Returning to the creative tension outlined at the beginning, does the new work on the Holocaust really force us to put ‘pain and suffering’ back into the post-lachrymose historiography of German-Jewry in the Wilhelmine epoch, and does Helmut Walser Smith offer convincing long-term lines of continuity in response? One thing the books under review make very clear is that we are dealing with three separate phenomena – German Jewry, antisemitism and the Holocaust – that would eventually fatally intersect, but that do not stand in any simple relationship to one another. Smith's long-range lens notwithstanding, it is clear that antisemitism's place in the relationship between Jews and non-Jews changed dramatically in each of three very different epochs. Wilhelmine Germany offered its Jews some unsettling juxtapositions of acceptance and exclusion, and some potentially disturbing political realignments on the right. Yet a rich array of Jewish–non-Jewish relationships allowed a distinctive, self-confident German-Jewry to develop and thrive. In 1918, war, defeat, international upheaval, German society's very different sense of itself and its fate, and the specific international moment of Jewish hyper-visibility outlined above, together created a radically different climate. Even then, however, the sturdy defence of civil liberties persisted until the Nazis captured the state and created a whole new era. While the mobilisation of crowds for race-shame spectacles after 1933 says something very important about the Nazis’ ability to conjure up an apparent antisemitic levée en masse, it also reflects the fact that the Nazis had dramatically squeezed the space left for non-Jewish Germans to articulate a non-antisemitic position. There is no easy story of continuity to be told.

Something notably evident in many of these studies is the ambiguity of their claim about German exceptionalism. Judd, for instance, asserts early on that Germany's debates about ritual practice were peculiarly protracted, yet in the end offers us a picture of a surprisingly robust German defence of minority rights and rites. Otte acknowledges the international links between circus families, yet does not pursue how Germany's experience of entertainment compared with its neighbours. Volkov argues that German experience of antisemitism in the late nineteenth and early twentieth century was very similar to the French, yet at the same time writes with a sense of an ambiguously located doom. Smith begins with a strong claim about German continuities, but switches to an increasingly European tale. The lack of clarity is no accident.
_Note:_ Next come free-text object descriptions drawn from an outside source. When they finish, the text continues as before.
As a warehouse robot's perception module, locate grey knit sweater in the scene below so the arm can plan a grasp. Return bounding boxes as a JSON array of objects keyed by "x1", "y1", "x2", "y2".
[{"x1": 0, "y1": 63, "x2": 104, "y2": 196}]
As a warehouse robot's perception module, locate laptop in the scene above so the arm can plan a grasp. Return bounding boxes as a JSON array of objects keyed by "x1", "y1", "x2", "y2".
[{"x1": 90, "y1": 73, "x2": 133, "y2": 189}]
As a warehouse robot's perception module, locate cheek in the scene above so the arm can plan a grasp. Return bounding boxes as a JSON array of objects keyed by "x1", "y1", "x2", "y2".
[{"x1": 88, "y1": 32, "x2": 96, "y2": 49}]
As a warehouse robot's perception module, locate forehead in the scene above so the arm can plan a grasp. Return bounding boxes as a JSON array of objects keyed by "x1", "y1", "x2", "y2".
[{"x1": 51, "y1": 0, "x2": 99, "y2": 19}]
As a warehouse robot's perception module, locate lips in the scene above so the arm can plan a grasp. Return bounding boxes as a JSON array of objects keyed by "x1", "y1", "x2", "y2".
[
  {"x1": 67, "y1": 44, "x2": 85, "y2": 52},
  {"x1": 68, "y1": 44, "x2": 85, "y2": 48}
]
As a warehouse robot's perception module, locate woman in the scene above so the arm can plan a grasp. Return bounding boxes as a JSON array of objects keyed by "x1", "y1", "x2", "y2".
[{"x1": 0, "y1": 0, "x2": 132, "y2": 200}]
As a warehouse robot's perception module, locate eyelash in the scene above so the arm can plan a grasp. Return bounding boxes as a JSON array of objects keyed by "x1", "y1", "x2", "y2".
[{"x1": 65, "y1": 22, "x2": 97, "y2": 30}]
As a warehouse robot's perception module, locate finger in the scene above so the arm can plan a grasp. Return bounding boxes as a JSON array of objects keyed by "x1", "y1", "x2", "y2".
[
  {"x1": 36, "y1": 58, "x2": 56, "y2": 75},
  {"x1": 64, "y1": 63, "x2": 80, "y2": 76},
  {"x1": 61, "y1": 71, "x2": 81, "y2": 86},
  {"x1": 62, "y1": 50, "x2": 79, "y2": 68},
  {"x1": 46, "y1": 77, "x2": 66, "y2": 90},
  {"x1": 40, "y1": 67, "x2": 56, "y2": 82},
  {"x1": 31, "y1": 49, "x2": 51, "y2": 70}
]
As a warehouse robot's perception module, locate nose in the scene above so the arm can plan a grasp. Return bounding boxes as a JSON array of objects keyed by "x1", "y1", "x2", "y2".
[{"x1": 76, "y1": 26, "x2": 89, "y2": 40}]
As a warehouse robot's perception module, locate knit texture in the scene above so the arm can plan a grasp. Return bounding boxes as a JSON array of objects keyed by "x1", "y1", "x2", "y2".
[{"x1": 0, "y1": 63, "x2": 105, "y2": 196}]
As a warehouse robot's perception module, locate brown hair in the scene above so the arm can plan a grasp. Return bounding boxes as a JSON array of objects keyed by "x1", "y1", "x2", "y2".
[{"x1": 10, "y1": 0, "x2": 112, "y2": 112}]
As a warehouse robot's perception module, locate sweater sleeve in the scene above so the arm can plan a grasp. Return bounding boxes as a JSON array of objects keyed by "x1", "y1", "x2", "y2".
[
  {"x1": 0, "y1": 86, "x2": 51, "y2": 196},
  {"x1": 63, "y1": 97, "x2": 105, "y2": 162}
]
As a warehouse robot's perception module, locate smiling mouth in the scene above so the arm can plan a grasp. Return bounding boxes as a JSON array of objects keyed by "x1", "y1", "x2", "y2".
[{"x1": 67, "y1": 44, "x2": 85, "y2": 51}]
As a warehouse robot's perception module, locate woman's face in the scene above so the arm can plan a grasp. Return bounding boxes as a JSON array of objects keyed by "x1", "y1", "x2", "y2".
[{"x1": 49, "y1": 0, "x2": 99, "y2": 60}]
Recent critiques offered by Nils Roemer and Vicky Caron of efforts to contrast the trajectory of Jews in modern France and Germany, for example, show how difficult it is, in fact, to tell any consistent story of uniquely national antisemitism or Jewish–gentile encounter for Germany.Footnote 49 France could match Germany for cultural codes of Jewish otherness, early-twentieth-century Russia obviously radically outdid it for anti-Jewish violence. If there is a difference between France and Germany, in particular, it seems to lie as much in the strength of republicanism in the former – a political spirit bolstered by the outcomes of the Dreyfus affair and of the war – as in any magic formula of Jewish inclusion. Acknowledging that difference would bring us back to the vanishing point of 1933, which surely must always remain as a counterpoint to 1941. In short, a truly convincing account of distinctive continuities in the German case has yet to be offered, but it will probably always have to be as much about broader political and cultural traditions as about the specifics of antisemitism.